Es cierto que existe un campo en el actuar humano que se deriva de las creencias religiosas que profese dicho individuo y que por lo tanto resultan una extensión de ese ámbito de la intimidad y vida privada de la persona en las cuales el espectro de lo público, de lo político no tienen razón de ser.
Pero también es un hecho de que existe una ética objetiva derivada simplemente del ser y deber ser de la naturaleza humana y que coincidiendo en muchísimas cosas con las esferas de los códigos morales subsistentes en las distintas religiones, tienen una entidad propia de la cual no puede sustraerse la acción estatal, por más laico que se defina dicho Estado, o por más lecturas inexactas de Nicolás Maquiavelo que se hayan hecho.
Es un deber de los políticos no propiciar caos sociales derivados de la relativización de la norma ética objetiva aplicada al ámbito social, que se consigue simplemente emitiendo normas positivas populacheras y demagógicas pero que van en contra del orden objetivo derivado de la naturaleza humana.

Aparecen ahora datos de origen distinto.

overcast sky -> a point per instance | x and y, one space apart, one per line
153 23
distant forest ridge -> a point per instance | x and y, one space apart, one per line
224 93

La Ley positiva discutida, aprobada y sancionada por los políticos tiene por ello fuerza coactiva y en su exigibilidad mediante la fuerza del Estado tiene más eficiencia que la Ley natural que se deriva como su nombre lo indica, de la propia naturaleza humana.
El político tiene pues en sus manos la tentación de sentirse omnipotente, promulgando una Ley positiva impecable desde el punto de vista formal de promulgación, aún cuando ésta incida en contra de principios básicos del deber ser del actuar humano.
En ese caso el político por su autoritarismo y prepotencia o por su debilidad, incompetencia o demagogia está creando un problema futuro de inimaginables consecuencias para el conjunto de la sociedad. Un buen político debe tener siempre presente su responsabilidad trascendente no sólo frente a los ciudadanos contemporáneos que lo eligieron y lo mantienen en el poder, sino también frente a las generaciones que vendrán, con las cuales la solidaridad humana también plantea la necesidad de que encuentren un mundo y una sociedad, mejor de la que se está gozando en el presente.
Si el político no asume un compromiso fundamental de actuar conforme a la Ética objetiva, buscando en todas sus acciones el bien común de la sociedad a la que sirve, estará siendo factor de degradación de la misma.